Does this parametrized model ansatz from interferometric optics break the graph or backwards()?

Hi! I am rather new to PyTorch and I need to implement a parametrized model ansatz from inteferometer optics instead of the usual neural network ansatz.

The ansatz is called the Clements layout. It takes as input real-valued numbers (the phases), and produces a complex-valued matrix (unitary transformation).

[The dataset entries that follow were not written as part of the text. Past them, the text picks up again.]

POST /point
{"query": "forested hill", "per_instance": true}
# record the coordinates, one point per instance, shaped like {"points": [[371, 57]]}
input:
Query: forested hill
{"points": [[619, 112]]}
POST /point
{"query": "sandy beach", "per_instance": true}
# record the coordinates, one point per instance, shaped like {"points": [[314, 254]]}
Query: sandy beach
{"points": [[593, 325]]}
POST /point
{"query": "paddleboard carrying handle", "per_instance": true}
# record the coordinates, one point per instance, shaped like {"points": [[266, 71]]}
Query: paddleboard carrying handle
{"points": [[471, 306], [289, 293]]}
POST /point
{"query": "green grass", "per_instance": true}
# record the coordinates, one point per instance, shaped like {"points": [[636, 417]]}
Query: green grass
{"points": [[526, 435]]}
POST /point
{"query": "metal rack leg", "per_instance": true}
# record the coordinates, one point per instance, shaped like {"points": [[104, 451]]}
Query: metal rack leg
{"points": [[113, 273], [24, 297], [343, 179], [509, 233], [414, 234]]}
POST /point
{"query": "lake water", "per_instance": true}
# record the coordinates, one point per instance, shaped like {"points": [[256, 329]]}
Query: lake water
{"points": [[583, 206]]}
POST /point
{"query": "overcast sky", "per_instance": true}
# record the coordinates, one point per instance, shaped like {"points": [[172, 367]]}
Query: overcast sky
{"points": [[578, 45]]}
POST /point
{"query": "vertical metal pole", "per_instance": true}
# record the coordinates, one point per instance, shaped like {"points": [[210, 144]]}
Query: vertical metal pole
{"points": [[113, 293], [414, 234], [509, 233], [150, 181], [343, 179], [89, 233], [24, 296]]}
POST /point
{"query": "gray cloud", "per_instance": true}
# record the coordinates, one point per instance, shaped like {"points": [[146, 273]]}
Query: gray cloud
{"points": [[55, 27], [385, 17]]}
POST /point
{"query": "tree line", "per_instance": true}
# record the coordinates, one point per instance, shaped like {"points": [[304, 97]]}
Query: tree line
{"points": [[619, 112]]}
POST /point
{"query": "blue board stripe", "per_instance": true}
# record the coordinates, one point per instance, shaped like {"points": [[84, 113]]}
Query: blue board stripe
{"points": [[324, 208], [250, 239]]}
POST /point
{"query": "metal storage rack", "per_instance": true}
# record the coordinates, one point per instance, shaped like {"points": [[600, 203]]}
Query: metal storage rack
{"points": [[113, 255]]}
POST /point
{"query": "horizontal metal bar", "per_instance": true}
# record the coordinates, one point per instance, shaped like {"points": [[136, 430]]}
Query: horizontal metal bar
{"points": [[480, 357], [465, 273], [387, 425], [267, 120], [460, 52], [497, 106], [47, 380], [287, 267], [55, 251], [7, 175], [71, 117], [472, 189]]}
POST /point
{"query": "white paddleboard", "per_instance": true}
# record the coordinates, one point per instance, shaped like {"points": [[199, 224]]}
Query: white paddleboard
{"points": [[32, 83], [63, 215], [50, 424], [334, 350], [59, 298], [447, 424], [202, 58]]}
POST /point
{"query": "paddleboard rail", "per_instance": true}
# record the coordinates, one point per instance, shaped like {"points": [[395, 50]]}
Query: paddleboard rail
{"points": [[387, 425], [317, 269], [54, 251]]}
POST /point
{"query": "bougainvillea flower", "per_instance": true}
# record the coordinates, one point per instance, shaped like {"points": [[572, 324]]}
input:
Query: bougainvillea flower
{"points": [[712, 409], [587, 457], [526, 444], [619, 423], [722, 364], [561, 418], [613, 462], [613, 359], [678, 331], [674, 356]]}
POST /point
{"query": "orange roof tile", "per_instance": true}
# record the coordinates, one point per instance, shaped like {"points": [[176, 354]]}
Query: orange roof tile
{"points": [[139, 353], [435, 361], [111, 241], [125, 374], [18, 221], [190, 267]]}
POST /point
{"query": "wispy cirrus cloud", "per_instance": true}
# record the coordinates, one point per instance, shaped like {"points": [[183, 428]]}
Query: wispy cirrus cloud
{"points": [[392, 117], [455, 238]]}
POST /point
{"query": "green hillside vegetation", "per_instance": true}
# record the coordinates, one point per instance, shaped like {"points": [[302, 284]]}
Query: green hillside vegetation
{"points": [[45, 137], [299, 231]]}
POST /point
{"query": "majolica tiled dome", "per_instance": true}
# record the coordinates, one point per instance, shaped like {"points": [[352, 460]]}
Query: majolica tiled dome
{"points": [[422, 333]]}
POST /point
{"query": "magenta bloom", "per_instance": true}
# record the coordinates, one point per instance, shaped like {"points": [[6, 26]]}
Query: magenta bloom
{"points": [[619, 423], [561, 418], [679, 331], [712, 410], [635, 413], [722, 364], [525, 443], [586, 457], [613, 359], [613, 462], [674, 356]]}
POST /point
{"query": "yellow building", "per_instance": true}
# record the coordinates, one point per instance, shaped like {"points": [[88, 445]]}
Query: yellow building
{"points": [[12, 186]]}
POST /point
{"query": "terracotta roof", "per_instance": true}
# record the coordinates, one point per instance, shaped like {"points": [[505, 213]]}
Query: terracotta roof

The basic element it relies on is a 2x2-matrix:

def MZI(phases):
    M = torch.tensor([[ torch.exp(1j*phases[0])*torch.cos(phases[1]) , -torch.sin(phases[1]) ], [ torch.exp(1j*phases[0])*torch.sin(phases[1]) , torch.cos(phases[1]) ]])
    return M

These 2x2-matrices get used to define a big unitary matrix that serves as one layer:

def ClementsLayer(dim, withSkip , phases):
    if withSkip == 0:
        if dim % 2 == 0:
            for k in range(dim//2):
                if k == 0:
                    M = MZI(phases[0:2])
                else:
                    M = torch.block_diag(M, MZI(phases[k : k+2]))
        if dim % 2 == 1:
            for k in range((dim-1)//2):
                if k == 0:
                    M = MZI(phases[0:2])
                else:
                    M = torch.block_diag(M, MZI(phases[k : k+2]))
            M = torch.block_diag(M, torch.ones(size = [1,1]))
    if withSkip == 1:
        if dim % 2 == 0:
            M = torch.ones(size = [1,1])
            for k in range((dim-2)//2):
                M = torch.block_diag(M, MZI(phases[k:k+2]))
            M = torch.block_diag(M, torch.ones(size = [1,1]))
        if dim % 2 == 1:
            M=torch.ones(size=[1,1])
            for k in range((dim-1)//2):
                M = torch.block_diag(M , MZI(phases[k:k+2]))
    return M

These layers get multiplied to obtain the final model ansatz:

def Clements(dim, ClementsPhases, outputPhases):
    M = torch.eye(dim , dtype = torch.cfloat)
    for k in range(dim):
        M = torch.matmul(ClementsLayer(dim, withSkip = k % 2, phases = ClementsPhases[k,:]), M)
    M = torch.matmul(torch.diag(torch.exp(1j*outputPhases)) ,M)
    return M

Now, I am confronted with the problem that the backwards() and optimizer.step() don’t change the parameters in ClementsPhases. I did declare them as pytorch parameters using nn.Parameter().

I already tried to narrow down what the problem might be.
For a toy problem, I saw that the parameters in outputPhases do change, while the parameters in ClementsPhases don’t change.

If I use the command

for param in MyModel.parameters():
                print(param.grad)

after an optimizer step, I get an output of the form:

None
tensor([-1.3310e-04, -5.3921e-04, -8.4813e-05,  2.1805e-02, -2.1048e-02])

Here, by parameter counting, the tensor with 5 numbers in it should be change for outputPhases, while the None then probably refers to ClementsPhases.

If I directly try the command

torch.autograd.functional.jacobian(Clements5 , ( torch.randn(size = [5,5] , dtype = torch.float32) , torch.randn(size = [5] , dtype = torch.float32)))

where Clements5 is a copy of Clements that has the dimension fixed to 5, I get an output of the form

(tensor( lots of zero-matrices), tensor(matrices that are non-zero exactly in one column each)

The second tensor is probably for outputPhases again (that would explain why exactly one column is non-zero). Then the many zero-matrices are probably for ClementsPhases.

So it appears to me that PyTorch cannot calculate gradients for my ClementsPhases parameters, and I don’t know why this might be the case. Do my if-statements or loops break the gradient graph or backwards() function? Or is something else going wrong?